L'accompagnement des femmes à leur retour à domicile est à la fois essentiel et structurant. Des stratégies d'accouchement ambulatoire sont mises en place dans certains pays, comme la Suisse, où le temps de l'accouchement n'est qu'un moment de la prise en charge. Ce retour plus précoce suppose un accompagnement et pose la question de la durée d'accès au lieu de naissance. Notre pays a fait le choix de la proximité du domicile de la parturiente. En Suède, 18 maternités accueillent un nombre de naissances que l'Ile-de-France répartit sur 92 maternités. Ce n'est pas un modèle absolu mais c'est une organisation différente qui suppose de faire en sorte que les femmes soient hébergées avant la naissance à proximité du lieu d'accouchement. Les expérimentations d'hôtels hospitaliers peuvent être intéressantes à cet égard.

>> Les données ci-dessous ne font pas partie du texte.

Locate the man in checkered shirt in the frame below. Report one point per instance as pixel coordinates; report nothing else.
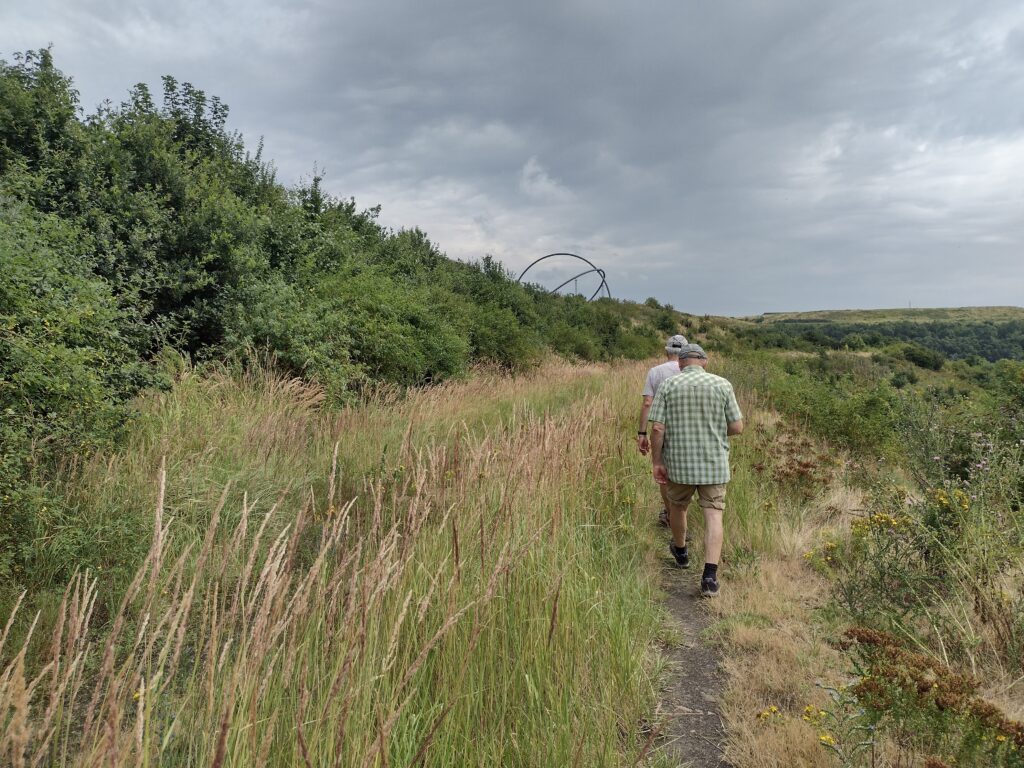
(692, 417)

Pour les établissements pratiquant plus de 4 000 accouchements par an, il y a un besoin de règles d'organisation et d'exercice de leurs responsabilités qui soient plus claires. La Cour a proposé que les maternités de niveau III soient dotées de services de réanimation adulte au regard des problématiques de mortalité maternelle. Cela suppose des flux de formation d'anesthésistes réanimateurs mais aussi, une réorganisation accrue dans le domaine chirurgical.

Le rapport contient des éléments relatifs aux césariennes de confort. Sur ce sujet, la Haute Autorité de santé a lancé des actions sur l'optimisation du recours à la césarienne qui ont été puissamment relayées par les réseaux de santé périnataux et se sont traduites, dans certains établissements, par une véritable chasse à la mauvaise indication.

En ce qui concerne la relation ville-hôpital, le Prado est effectivement une initiative intéressante mais elle n'est pas la seule. De fait, il s'est souvent superposé à des initiatives hospitalières et libérales existantes et s'est parfois révélé désorganisateur par rapport à des pratiques antérieures. Il va dans la bonne direction mais n'a pas toujours été introduit de la façon la plus efficiente.